Iranian Foreign Minister Hossein Amirabdollahian called on Muslim nations to expel their Israeli ambassadors and impose an oil embargo on Israel in protest of the blast.
With troops massed along the border, Israel has been expected to launch a ground invasion into Gaza. In the meantime, it has kept up steady airstrikes against the territory, even in the southern half of the Gaza Strip, where the Israeli military told fleeing Palestinians to go.
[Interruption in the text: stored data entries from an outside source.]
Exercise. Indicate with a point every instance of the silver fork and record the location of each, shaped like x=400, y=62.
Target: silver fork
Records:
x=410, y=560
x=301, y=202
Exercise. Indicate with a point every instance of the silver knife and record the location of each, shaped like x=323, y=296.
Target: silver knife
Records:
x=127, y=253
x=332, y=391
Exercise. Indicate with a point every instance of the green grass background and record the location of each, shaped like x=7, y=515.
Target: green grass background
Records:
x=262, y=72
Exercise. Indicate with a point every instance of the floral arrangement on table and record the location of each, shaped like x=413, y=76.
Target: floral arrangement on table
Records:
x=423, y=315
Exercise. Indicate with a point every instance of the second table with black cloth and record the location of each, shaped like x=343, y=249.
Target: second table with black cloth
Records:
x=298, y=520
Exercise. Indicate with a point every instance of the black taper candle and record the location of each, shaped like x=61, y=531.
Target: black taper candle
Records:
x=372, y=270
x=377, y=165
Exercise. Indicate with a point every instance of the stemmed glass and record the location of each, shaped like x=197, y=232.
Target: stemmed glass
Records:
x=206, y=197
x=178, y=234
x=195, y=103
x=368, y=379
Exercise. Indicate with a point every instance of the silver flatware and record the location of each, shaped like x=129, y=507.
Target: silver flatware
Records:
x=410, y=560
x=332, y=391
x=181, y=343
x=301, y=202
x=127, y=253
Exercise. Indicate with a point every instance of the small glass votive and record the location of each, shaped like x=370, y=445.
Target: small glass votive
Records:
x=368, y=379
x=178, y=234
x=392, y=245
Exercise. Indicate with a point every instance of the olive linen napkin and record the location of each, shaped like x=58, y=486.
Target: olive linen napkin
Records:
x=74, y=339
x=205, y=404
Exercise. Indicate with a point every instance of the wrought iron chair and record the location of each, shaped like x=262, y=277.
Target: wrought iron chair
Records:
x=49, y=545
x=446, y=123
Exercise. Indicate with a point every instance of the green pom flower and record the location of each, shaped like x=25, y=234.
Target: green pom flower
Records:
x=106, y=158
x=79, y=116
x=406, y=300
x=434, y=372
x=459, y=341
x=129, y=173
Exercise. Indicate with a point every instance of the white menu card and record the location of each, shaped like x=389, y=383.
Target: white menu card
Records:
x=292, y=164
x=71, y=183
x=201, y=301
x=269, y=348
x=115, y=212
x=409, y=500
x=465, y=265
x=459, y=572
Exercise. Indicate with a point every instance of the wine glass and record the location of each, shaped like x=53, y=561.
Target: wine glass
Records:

A strike on a three-story building in Gaza City on Wednesday killed 40 people and wounded 25 others, survivors said. In the Nuseirat refugee camp in central Gaza, an airstrike hit a bakery, igniting a massive fire that killed four bakers, according to witnesses at the scene.
Aid workers warned the situation was growing perilous.
"It's not just that people are going hungry, people are at the risk of starvation," said Alia Zaki, a spokesperson for the World Food Program. "There is a major shortage of essential items that will run out within days."
More than 1 million Palestinians have fled their homes — roughly half of Gaza's population — and 60% are now in the approximately 14-kilometer long area south of the evacuation zone, the U.N. said.
The Israeli military again called on Palestinians to move out of Gaza City and head south, saying that if aid were to be delivered it would be near the city of Khan Younis in south Gaza.